Affiliate Mike Greicius used his Center on Longevity seed grant to explore a hypothesized series of connections between white matter lesions (or “hyperintensities”) in the brain and behavioral impairments. These lesions are small areas of altered brain tissue that appear in MRI scans and are more frequently noticed in the brains of older individuals. Greicius’ hypothesis suggests that white matter lesions may lead to disrupted structural connectivity within the brain along what are known as neural “tracks.” These disruptions could then lead to functional deficits, in turn contributing to behavioral impairments. Such declines in function are what many people commonly associate with old age. With his seed grant, Greicius demonstrated a compelling correlation between white matter and cognitive abilities within a small sample of subjects and developed better methods for tracking hyperintensities. These findings suggest a more comprehensive study is warranted.

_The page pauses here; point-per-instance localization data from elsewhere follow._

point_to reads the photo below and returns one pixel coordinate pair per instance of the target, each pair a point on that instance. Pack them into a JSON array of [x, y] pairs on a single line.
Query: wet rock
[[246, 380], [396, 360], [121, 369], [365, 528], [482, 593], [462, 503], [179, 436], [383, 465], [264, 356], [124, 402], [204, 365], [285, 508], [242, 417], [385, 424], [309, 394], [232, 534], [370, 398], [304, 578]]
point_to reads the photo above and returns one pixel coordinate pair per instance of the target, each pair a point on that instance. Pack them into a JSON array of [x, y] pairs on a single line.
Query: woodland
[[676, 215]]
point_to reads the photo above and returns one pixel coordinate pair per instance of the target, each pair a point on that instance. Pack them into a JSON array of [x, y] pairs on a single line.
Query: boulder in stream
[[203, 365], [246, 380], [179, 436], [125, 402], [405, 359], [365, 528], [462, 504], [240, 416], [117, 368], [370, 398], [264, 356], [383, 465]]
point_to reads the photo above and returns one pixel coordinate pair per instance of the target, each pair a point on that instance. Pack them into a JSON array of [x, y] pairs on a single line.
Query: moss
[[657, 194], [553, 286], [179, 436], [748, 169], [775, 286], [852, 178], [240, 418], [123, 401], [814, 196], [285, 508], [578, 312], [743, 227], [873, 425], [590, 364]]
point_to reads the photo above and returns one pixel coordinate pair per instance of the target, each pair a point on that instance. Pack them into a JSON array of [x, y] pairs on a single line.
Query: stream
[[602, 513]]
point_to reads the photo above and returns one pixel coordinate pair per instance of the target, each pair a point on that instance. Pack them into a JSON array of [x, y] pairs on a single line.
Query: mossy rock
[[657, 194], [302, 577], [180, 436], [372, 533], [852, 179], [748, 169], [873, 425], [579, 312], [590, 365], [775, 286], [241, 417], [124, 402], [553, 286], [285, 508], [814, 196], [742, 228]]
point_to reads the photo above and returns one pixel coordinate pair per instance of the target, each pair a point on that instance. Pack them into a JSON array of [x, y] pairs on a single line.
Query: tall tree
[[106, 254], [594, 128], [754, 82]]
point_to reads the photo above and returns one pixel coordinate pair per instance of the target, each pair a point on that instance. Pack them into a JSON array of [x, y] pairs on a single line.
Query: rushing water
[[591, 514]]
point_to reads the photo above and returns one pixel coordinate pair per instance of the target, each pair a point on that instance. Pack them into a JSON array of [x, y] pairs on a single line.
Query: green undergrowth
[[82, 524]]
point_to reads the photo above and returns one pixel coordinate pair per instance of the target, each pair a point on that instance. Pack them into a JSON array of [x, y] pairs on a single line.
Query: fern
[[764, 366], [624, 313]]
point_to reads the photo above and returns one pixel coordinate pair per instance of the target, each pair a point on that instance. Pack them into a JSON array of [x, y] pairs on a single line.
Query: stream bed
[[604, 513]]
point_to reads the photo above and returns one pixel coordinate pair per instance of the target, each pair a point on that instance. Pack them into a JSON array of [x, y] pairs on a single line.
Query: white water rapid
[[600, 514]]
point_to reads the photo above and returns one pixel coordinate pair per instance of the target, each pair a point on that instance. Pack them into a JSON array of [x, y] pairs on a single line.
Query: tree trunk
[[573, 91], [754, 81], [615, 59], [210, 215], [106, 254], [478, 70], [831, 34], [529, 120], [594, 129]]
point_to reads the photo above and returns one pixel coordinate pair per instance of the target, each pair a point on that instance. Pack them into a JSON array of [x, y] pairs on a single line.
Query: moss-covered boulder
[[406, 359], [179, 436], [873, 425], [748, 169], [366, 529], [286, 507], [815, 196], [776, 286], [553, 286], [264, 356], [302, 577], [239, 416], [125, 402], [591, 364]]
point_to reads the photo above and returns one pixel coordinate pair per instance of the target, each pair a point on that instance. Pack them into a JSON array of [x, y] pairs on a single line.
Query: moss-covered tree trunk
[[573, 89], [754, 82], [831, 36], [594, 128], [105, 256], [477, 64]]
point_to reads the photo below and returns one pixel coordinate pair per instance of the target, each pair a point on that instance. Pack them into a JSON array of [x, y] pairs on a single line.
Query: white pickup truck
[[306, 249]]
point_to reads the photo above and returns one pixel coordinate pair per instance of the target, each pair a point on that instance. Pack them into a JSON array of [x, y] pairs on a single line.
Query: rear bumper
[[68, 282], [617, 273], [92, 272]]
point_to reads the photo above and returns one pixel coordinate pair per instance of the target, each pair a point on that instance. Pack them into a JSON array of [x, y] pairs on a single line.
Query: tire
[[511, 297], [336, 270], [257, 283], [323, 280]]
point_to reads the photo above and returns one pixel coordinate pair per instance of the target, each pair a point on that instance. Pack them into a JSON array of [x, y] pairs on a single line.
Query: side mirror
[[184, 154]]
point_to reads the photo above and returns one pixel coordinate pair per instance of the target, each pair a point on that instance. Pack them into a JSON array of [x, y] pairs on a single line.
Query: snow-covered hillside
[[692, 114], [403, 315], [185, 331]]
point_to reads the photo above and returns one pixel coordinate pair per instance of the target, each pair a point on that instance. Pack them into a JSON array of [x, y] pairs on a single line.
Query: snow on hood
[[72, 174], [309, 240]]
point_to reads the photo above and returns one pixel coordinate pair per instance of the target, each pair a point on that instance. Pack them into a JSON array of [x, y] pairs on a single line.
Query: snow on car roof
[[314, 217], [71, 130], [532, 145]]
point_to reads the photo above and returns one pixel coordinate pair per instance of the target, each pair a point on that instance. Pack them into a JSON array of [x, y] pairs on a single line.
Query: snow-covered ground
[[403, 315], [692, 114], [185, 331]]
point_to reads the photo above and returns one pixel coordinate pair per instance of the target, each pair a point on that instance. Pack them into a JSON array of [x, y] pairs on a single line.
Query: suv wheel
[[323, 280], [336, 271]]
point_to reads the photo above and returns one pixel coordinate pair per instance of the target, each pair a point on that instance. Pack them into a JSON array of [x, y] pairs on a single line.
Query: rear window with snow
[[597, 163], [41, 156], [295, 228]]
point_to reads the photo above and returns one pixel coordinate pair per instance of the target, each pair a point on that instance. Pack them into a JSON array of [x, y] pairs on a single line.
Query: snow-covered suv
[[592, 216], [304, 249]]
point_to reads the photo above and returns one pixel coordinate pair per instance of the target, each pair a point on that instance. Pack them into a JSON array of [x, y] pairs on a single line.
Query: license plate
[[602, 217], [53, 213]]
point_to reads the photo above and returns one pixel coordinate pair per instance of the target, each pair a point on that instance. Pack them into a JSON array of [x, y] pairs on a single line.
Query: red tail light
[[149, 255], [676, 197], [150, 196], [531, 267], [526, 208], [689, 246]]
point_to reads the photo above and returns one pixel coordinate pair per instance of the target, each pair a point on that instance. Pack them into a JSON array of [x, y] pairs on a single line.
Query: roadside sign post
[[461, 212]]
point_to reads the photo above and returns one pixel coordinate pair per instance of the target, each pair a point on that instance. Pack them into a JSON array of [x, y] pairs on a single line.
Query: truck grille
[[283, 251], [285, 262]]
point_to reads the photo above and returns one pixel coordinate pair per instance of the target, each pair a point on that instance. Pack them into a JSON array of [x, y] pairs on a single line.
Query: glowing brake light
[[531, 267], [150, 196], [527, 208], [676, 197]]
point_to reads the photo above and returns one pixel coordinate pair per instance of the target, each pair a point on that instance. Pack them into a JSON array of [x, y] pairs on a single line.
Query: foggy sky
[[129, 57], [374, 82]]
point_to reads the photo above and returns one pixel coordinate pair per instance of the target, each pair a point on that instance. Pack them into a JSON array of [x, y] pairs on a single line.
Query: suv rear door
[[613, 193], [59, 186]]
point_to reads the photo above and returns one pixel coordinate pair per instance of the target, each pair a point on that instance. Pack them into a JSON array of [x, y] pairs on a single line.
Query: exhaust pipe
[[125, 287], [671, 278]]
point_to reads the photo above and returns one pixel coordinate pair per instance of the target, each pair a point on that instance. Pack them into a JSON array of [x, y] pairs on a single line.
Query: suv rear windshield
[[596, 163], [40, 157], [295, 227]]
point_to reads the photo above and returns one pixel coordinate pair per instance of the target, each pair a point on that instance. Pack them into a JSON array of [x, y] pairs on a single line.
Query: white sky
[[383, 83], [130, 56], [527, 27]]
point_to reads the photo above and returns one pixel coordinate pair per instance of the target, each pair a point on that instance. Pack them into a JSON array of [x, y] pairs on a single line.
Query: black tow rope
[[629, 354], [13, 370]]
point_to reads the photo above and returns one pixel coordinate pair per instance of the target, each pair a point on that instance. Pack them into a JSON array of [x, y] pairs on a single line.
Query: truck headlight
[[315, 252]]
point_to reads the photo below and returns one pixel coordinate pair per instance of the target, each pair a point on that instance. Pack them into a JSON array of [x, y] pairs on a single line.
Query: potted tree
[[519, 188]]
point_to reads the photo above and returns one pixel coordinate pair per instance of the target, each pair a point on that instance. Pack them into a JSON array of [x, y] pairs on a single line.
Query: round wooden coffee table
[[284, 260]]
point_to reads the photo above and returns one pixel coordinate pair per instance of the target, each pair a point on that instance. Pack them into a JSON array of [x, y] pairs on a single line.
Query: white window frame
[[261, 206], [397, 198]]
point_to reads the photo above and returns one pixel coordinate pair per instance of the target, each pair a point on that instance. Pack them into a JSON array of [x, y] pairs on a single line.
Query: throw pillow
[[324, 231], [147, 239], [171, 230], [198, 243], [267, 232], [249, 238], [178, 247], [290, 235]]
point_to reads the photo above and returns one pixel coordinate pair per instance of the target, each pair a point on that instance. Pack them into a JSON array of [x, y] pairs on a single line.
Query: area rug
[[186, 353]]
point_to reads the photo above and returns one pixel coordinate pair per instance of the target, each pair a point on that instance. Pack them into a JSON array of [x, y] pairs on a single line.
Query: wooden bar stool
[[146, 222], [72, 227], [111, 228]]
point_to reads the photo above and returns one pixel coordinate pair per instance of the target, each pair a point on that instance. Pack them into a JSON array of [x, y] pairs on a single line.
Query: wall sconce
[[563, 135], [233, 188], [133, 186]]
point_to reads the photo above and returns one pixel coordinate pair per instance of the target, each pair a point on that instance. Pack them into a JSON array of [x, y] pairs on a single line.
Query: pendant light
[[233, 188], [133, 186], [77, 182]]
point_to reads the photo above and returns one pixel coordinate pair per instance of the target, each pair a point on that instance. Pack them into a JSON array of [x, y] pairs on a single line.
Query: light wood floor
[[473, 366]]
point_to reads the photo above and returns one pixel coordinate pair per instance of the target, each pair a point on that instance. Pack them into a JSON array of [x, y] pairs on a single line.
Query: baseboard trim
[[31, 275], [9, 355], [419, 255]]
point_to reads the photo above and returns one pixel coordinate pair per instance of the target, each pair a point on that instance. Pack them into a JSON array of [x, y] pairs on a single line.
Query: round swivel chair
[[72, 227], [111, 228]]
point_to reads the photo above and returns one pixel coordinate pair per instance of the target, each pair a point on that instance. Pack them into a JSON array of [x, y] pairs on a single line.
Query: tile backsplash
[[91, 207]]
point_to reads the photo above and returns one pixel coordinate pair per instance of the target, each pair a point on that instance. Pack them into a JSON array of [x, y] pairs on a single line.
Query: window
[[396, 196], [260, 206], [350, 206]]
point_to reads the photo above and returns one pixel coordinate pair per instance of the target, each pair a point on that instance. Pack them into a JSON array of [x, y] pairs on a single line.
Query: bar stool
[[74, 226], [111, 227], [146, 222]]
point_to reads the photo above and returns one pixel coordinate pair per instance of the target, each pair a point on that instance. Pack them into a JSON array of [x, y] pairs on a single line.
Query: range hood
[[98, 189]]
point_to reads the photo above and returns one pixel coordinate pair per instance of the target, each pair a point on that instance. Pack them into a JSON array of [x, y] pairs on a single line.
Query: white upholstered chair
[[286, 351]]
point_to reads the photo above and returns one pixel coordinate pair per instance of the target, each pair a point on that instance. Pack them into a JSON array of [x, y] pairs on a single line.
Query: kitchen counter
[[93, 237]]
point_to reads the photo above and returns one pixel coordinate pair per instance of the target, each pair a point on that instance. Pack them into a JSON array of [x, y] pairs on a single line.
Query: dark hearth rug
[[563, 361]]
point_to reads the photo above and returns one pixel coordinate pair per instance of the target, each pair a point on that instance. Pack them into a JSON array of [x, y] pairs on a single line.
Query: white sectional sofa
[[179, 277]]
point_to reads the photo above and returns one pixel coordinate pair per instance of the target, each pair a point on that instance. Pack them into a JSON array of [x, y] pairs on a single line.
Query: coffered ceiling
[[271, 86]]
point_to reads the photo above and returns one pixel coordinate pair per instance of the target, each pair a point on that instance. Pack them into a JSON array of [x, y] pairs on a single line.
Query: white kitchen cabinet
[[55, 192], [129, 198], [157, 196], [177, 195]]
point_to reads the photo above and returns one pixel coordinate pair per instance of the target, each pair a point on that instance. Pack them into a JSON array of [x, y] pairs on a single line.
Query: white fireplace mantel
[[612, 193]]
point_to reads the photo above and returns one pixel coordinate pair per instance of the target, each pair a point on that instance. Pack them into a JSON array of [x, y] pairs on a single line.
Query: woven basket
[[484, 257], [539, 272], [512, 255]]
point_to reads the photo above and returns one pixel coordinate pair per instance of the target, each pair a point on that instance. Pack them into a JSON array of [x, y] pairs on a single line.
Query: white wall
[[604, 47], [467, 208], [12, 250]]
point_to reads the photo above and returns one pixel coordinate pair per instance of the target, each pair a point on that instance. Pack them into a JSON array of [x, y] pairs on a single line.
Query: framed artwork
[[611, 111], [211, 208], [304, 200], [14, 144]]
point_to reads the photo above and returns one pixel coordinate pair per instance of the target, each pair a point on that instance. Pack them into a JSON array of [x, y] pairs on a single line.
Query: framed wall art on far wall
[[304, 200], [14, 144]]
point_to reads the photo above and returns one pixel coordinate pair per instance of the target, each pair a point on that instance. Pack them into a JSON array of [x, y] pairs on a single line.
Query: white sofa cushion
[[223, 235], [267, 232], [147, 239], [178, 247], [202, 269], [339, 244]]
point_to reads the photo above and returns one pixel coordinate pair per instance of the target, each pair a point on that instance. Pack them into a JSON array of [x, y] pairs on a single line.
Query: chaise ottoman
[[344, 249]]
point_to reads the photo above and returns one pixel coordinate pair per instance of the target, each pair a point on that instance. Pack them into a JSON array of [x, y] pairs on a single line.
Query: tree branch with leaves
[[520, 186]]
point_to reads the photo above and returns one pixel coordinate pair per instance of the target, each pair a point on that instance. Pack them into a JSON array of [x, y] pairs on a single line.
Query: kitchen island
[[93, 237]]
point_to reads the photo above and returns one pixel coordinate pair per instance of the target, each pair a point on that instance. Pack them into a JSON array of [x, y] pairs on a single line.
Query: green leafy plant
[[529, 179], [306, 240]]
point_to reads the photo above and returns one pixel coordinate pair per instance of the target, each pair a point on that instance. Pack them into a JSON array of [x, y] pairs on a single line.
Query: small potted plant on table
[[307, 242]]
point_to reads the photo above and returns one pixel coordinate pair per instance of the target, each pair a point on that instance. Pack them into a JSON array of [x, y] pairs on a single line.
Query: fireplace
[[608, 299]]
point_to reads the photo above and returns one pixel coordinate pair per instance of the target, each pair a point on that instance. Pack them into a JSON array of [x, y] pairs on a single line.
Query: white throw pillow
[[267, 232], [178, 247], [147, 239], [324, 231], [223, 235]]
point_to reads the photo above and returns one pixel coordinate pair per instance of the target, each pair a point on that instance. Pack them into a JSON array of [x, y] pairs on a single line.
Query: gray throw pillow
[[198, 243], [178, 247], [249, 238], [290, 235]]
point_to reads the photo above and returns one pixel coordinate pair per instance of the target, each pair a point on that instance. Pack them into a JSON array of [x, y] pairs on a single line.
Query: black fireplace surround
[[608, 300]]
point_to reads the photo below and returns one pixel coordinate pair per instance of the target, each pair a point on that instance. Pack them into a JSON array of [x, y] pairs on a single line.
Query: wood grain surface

Knowledge of personal costs had a large affect on support for reforms, but some types of reforms still were favored by a majority.

Faculty Affiliates Kessler and Brady investigated how knowledge of the personal cost of healthcare reform affects consumers’ decisions to support specific reforms

HEALTH CARE REFORM – PUBLIC SUPPORT AND PERSONAL COSTS
Daniel Kessler
– David S. and Ann M. Barlow Professor and Senior Fellow at the Hoover Institution, and Professor, by Courtesy on Health Research Policy and Law, Stanford University
David Brady – Bowen H. & Janice Arthur McCoy Professor in Leadership Values; Professor of Political Science; Senior Fellow, the Hoover Institution, Stanford University

Access to healthcare has been a hot topic in the news, but does the public understand what health care access means for their personal finances? Faculty Affiliates Kessler and Brady investigated how knowledge of the personal cost of healthcare reform affects consumers’ decisions to support specific reforms. Kessler and Brady designed a survey that incorporated the respondents’ income level into a calculation that estimated the cost of reforms to that individual – described as an increase to their income tax. As a result, participants with higher income levels were asked to pay more for the reforms than lower income respondents, which is likely how actual reforms would be implemented. The results indicated that the public’s view of healthcare reform may be more nuanced than portrayed in the news. Knowledge of personal costs had a large affect on support for reforms, but some types of reforms still were favored by a majority.